There’s a story about a furniture maker who was asked for a hammer. She pulled out her toolbox and carefully laid out a selection of more than 30 different types of hammer. “Which one?”, she said.
When going into a new client, I don’t take hammers, but I do go in with a range of different tools, some of which are more specialised than others.
Merlin is by far the best project management application that I’ve used on the Mac (and I’ve tried most of them). It’s not cheap, but has the great advantage of producing files that are compatible with Microsoft Project. When you’re working in a mixed economy, that is essential.
If you have the fortune to work in a Merlin-only environment, then there are all sorts of additional features that allow you to use Merlin as the hub of your whole project. For example, you can attach, to each task, elements such as additional information, events, files, issues, risks and checklists. And then you can generate reports which pull out this information in easily readable formats.
For group collaboration on documents, I’ve still not found anything to beat Google’s Drive. Its real-time editing and commenting features are wonderful to see in action. I’m afraid Microsoft’s Office 365 just doesn’t come close in terms of usability, but be aware that Google provides just the functions that the majority of me use. If you’re an Office power user, then you might be dissatisfied.

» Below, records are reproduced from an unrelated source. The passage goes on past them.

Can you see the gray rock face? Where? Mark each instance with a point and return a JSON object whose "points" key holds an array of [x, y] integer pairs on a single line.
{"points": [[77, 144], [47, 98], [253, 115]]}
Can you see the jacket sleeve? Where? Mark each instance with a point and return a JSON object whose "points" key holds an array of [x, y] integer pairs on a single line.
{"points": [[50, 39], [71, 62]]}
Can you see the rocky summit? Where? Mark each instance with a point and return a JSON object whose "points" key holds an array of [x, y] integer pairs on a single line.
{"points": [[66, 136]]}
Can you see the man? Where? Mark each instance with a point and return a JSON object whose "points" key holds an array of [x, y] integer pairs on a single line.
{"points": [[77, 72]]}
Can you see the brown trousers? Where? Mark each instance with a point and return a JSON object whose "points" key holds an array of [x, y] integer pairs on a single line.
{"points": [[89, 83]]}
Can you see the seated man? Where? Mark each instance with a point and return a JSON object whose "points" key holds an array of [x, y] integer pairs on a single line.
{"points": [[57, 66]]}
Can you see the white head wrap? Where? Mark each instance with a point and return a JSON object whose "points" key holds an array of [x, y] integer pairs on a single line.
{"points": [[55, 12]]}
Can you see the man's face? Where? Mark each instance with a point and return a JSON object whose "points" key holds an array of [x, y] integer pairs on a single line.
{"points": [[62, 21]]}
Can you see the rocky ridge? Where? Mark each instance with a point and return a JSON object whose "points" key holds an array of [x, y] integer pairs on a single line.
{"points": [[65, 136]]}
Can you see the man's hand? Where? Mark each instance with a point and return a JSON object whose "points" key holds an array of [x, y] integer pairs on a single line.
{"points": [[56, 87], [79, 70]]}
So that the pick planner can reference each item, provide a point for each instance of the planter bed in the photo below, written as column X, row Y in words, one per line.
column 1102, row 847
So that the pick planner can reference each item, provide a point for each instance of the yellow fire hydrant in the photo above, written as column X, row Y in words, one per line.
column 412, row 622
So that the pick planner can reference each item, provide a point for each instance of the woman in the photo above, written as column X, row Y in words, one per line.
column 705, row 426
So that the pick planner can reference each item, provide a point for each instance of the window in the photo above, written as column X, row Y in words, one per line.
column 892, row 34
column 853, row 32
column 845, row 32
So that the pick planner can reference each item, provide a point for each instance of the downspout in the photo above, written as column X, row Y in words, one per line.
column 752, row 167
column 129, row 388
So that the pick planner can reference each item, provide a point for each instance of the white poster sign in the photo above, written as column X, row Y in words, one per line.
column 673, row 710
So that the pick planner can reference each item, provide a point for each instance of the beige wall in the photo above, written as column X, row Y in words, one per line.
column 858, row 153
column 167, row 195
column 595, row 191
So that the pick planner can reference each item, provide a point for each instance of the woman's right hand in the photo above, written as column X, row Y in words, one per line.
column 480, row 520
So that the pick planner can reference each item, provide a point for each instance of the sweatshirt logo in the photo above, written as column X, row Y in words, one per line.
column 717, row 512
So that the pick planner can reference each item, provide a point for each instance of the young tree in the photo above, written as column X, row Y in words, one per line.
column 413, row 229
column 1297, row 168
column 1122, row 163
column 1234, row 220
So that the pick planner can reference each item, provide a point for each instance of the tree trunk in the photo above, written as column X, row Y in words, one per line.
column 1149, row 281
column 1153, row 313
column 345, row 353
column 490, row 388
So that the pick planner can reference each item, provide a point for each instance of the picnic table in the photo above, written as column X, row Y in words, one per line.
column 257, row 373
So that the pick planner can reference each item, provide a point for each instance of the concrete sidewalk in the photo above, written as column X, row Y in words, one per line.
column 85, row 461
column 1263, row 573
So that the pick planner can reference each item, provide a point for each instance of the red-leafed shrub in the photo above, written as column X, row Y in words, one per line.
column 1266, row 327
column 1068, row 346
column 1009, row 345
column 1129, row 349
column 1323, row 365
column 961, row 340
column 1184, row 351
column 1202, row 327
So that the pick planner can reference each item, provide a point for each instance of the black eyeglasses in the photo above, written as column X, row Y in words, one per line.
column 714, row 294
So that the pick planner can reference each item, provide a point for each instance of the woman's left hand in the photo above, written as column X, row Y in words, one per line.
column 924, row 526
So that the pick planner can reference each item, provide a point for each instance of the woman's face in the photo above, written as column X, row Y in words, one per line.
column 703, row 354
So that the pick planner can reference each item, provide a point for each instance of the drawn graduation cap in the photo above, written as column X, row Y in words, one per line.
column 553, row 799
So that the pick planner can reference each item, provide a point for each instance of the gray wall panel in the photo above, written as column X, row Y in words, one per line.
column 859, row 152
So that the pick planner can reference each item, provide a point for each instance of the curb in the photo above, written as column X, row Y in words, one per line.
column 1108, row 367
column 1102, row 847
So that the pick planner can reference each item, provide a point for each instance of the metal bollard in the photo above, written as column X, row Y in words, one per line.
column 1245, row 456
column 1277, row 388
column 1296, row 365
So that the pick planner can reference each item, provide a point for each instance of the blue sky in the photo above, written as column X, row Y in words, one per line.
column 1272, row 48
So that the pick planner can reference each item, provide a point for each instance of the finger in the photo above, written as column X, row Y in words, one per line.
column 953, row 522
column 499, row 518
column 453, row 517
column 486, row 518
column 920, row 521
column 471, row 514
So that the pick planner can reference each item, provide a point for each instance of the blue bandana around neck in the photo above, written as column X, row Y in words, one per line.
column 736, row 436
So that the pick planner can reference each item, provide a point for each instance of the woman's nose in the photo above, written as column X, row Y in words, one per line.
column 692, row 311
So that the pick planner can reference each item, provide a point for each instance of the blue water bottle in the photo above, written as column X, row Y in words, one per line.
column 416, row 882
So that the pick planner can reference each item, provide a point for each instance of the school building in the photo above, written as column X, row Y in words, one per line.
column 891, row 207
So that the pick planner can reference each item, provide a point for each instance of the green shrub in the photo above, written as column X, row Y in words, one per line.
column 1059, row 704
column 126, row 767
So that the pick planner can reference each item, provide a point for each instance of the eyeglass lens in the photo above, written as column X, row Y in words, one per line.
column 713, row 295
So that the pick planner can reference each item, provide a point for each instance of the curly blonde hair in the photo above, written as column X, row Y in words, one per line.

The main problem with Google Drive comes when you need to take a document and turn it into a finished product, with branding applied. Quite often, this process then requires a wholesale reformatting in a standalone word processing or desktop publishing application like Microsoft Word or Pages.
When I need something that’s more capable of creating complex flow charts or wireframes, then I tend to use Omnigraffle. Like Merlin, it’s quite expensive, but I’ll happily pay for software when it’s of this sort of quality. Transferring files to and from Visio (the Microsoft standard for this type of tool) is effortless. I’ve not found any problems yet, but I do tend to keep my demands quite simple in this area!
Sometimes, a specialist diagramming tool is required. One that’s designed for a specific context. For example, I use Balsamiq Mockups for creating working mockups of software interfaces – particularly web applications. By creating diagrams that look hand-drawn, but are still “functional” (in that you can navigate between pages using links), it makes communicating ideas to the client much easier, without the distraction of “I don’t like that colour”.
I don’t like presentations in general. It’s partly down to my philosophy that face-to-face time is better spent in conversation. However, in my line of work, you have to do them, and you have to do them well. So I’ve learnt to find ways to make presentations far more of a conversation than a monologue.
Apart from the obvious things – like displaying pictures and diagrams rather than bullet points (see Presentation Zen for great advice) – I’ve found that being at the opposite end of the room from the screen helps a lot. It means that I can distribute the audience’s attention between me and the screen. That’s then made even better if you can highlight or annotate things whilst you’re talking.
Rather than being stuck behind a laptop screen during the presentation, I often use Doceri, which is an app that sits on my iPad and on my laptop. It allows me to control the Mac from the iPad wirelessly, and, when I need to, simply annotate what’s happening on screen.
I’ve tried a number of such tools, and Doceri has proven to be the easiest, and safest, to use “in the wild”.
Having a tool that can help you make sense of a bundle of information and ideas is essential in my line of work.
Currently, my preferred tool is iThoughtsX. It’s for Mac and iOS only, and enables me to very quickly:
Its most useful feature though is its ability to import and export from a very large range of other, similar tools.